提案された数量と、それを調整した理由が毎日記録に残る。1ヶ月も続ければ、経験の浅いスタッフでも「雨の日はこう調整する」が分かるようになります。
導入から定着までの3ステップ
使い方のイメージはつかめた。じゃあ今日から何をすればいいのか。
答えは3つだけです。データを集める、試す、続けるか決める。順番に見ていきましょう。
まず最初にやることは、過去の売上を「AIが読める形」にまとめることです。といっても難しいことは何もありません。必要なのはたった4項目だけ。
- 日付(6月1日、6月2日…)
- 商品名(食パン、クロワッサン、カレーパン…)
- 売れた数
- その日の天気
Excelでも、スマホのメモ帳でも、レジの売上記録を写真に撮ったものでもOKです。3か月分あれば「雨の水曜日パターン」「連休明けパターン」のような傾向をAIが拾えるようになります。1か月分でもゼロよりはるかにマシなので、完璧に揃うのを待たなくて大丈夫です。
「そもそもデータなんて残してない」という場合も心配いりません。今日からつけ始めればいい。
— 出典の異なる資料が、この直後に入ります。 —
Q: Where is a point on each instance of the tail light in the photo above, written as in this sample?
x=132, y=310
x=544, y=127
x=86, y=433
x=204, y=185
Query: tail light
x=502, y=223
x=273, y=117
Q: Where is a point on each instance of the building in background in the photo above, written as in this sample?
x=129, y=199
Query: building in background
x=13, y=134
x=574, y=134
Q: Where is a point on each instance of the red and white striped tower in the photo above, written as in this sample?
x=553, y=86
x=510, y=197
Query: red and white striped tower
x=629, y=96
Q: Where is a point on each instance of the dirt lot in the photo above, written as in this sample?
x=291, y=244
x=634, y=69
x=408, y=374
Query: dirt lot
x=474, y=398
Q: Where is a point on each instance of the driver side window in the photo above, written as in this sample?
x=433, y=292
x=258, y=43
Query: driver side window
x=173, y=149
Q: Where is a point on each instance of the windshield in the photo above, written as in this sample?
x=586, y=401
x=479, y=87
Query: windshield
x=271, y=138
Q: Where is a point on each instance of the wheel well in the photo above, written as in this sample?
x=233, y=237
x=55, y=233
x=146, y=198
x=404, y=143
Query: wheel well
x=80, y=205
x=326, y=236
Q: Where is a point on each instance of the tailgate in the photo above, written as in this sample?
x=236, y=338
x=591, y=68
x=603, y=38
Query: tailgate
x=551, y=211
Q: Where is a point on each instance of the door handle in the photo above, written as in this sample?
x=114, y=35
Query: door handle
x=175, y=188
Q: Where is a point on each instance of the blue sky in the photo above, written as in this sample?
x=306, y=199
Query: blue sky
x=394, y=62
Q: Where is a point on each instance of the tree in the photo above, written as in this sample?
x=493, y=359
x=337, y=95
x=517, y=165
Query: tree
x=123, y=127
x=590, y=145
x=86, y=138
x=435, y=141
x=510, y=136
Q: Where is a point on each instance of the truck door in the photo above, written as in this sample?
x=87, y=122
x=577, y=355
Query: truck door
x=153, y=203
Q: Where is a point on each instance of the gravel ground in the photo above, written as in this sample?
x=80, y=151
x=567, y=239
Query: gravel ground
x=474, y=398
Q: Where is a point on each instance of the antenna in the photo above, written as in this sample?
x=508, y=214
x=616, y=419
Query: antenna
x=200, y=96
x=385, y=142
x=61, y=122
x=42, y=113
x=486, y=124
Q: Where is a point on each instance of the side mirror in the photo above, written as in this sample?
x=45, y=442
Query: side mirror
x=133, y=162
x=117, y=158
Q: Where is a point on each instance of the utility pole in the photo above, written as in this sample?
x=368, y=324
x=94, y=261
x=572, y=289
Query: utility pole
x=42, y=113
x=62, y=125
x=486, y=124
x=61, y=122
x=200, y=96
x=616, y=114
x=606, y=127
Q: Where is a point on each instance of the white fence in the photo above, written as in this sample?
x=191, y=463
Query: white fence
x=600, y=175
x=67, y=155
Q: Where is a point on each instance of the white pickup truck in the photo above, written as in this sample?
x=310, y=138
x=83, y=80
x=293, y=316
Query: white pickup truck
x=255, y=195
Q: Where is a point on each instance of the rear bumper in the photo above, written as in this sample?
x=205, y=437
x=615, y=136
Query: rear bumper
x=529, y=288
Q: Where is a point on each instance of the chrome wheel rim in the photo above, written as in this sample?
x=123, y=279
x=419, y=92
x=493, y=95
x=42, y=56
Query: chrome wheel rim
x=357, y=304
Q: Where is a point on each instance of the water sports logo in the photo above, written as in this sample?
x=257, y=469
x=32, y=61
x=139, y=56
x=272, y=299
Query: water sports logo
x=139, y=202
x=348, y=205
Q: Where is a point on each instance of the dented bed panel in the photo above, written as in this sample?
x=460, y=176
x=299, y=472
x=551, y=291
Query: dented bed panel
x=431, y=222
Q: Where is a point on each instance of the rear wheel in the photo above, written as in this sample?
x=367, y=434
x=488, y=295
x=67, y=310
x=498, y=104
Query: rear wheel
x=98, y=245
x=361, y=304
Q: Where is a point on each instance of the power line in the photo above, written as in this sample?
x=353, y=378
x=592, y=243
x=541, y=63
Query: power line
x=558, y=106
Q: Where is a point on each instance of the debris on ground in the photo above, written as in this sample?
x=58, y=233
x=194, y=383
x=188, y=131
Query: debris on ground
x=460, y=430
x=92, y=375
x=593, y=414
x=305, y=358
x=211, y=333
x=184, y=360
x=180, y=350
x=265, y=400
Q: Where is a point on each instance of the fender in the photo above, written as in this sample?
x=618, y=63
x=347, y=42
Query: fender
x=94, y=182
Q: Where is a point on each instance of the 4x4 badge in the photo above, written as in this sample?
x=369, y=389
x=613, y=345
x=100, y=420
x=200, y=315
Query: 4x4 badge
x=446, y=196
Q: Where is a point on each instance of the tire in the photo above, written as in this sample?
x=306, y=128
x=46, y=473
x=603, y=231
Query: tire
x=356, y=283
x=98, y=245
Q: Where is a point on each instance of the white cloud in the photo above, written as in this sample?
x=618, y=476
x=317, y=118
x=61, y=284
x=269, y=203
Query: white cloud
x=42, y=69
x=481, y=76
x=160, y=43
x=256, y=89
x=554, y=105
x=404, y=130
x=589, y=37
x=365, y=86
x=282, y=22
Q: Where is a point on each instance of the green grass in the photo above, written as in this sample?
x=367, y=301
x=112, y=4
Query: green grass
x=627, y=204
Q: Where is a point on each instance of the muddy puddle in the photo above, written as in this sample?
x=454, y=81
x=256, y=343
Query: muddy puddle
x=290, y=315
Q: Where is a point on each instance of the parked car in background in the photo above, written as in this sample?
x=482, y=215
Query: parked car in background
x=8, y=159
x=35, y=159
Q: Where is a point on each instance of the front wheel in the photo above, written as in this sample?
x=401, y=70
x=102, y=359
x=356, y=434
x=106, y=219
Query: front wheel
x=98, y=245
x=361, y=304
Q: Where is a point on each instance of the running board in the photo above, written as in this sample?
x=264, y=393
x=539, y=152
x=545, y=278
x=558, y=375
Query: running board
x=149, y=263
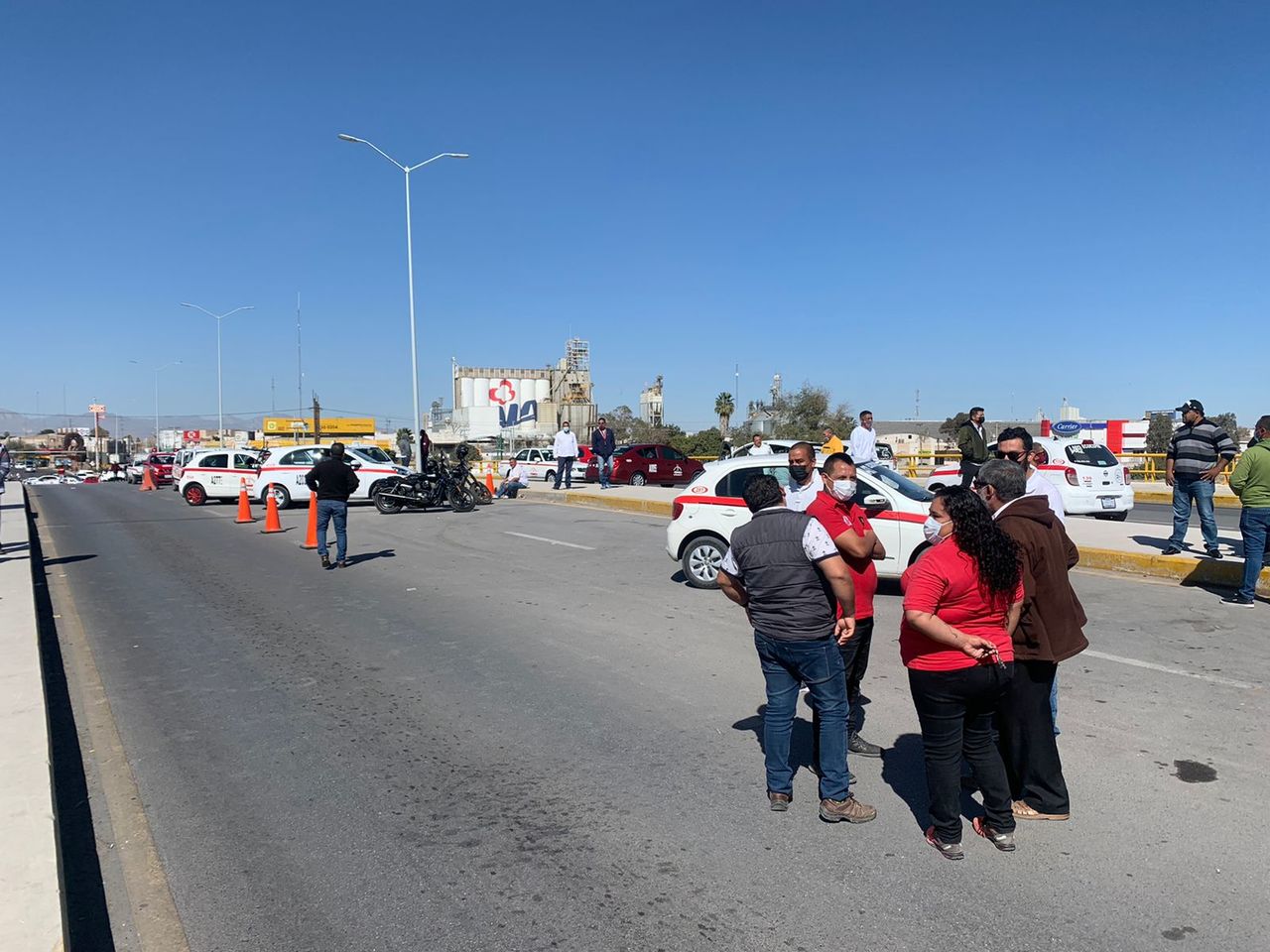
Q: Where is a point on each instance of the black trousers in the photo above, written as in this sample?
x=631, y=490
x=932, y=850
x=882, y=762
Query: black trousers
x=855, y=660
x=1029, y=749
x=955, y=711
x=968, y=472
閉店後にレジの数字をスマホにメモするだけ——1日2分です。
それすら面倒なら、ChatGPTに「先週月曜は食パン20本売れた、天気は晴れ。火曜は15本で雨」と会話するところから始めてみてください。それだけで立派なデータになります。
データが溜まったら、前のセクションの表にあった「① ChatGPTに貼って聞く」をまず2週間やってみます。
ここで大事なのは、AIの指示に従う必要はないということです。
やることは1つだけ。毎朝AIが出した数量と、実際に売れた数を横に並べてメモする。それだけ。
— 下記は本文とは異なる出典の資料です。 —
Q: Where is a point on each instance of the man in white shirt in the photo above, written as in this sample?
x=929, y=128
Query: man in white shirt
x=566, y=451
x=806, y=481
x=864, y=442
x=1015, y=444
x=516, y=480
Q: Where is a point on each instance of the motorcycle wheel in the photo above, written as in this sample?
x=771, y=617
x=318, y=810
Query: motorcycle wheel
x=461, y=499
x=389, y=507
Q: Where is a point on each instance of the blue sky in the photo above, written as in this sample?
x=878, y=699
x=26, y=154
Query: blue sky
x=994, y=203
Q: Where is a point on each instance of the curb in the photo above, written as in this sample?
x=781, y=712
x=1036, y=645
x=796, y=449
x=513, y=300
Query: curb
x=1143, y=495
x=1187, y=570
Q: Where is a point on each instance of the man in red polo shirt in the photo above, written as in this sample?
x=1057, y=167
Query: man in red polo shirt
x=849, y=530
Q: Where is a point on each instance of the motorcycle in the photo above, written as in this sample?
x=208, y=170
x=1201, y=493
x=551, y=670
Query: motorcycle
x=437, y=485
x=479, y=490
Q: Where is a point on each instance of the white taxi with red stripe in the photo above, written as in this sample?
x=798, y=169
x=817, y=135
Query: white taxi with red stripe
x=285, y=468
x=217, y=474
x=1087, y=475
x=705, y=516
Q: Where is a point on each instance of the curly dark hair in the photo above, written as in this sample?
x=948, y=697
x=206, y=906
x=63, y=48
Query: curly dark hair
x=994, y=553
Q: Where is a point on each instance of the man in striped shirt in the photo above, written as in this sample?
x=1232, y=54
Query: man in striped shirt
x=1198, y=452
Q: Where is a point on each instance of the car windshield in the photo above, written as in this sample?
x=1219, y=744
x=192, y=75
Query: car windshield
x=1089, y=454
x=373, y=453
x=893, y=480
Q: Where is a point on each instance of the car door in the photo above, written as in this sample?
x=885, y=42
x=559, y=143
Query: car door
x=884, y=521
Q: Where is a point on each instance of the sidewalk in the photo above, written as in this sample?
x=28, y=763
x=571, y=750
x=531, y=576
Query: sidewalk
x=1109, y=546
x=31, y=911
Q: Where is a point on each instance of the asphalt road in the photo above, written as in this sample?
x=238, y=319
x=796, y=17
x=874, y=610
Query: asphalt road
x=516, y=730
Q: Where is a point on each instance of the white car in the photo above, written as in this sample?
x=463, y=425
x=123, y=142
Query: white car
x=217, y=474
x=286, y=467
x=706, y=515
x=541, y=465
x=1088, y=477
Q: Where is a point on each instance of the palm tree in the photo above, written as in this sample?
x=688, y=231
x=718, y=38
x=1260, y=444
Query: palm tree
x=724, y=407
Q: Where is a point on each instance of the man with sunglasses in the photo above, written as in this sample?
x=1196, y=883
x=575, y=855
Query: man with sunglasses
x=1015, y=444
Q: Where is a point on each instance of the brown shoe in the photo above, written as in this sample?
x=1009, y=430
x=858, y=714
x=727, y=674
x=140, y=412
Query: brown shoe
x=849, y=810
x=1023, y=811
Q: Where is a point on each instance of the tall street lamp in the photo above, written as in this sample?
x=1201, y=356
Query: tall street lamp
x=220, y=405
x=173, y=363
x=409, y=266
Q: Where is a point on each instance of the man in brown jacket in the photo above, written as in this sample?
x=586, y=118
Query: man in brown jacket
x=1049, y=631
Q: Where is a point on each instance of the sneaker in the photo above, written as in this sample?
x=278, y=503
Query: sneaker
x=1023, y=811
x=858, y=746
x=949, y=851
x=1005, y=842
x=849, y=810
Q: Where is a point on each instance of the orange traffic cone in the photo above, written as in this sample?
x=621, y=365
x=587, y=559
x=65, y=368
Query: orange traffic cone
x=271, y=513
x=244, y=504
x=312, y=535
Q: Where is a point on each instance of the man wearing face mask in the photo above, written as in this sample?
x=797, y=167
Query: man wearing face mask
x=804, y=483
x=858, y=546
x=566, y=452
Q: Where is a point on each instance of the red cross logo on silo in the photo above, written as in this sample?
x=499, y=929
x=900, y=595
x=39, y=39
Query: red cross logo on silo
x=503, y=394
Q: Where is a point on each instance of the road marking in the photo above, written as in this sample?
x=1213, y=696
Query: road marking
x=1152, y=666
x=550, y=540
「クロワッサン25個って言ったけど、実際は30個売れたな」「食パンは当たってるな」——こうやって2週間分を並べると、AIの得意なパターンと苦手なパターンが見えてきます。
信頼できそうだと思えたら採用すればいいし、全然ダメなら他の方法を試すか、やめればいい。2週間で分かることなので、リスクはゼロです。
2週間の「お試し」が終わったら、続けるかどうかを決めます。
ここで絶対にやってほしいのが、感覚ではなく数字で判断することです。
試す前に、こんな基準を紙に書いておいてください。
- 廃棄が週に何個減ったか(例:週10個以上減ったら合格)
- 仕込み量を決める時間が短くなったか(例:朝の判断が5分以内になったら合格)
- 材料の発注ミスが減ったか
「なんとなく良さそう」で続けると、月額費用だけが積み重なります。逆に「なんとなく面倒」でやめると、冒頭で試算した毎月の見えない損失がそのまま続きます。
数字で決める。これだけ守れば、後悔のない判断ができます。
月額3,000円のChatGPT有料版なら、廃棄が週に5個減るだけで元が取れる計算です。まずは①の無料から試して、「これは使えるな」と思えたら②に上げる。それくらいの気軽さで大丈夫です。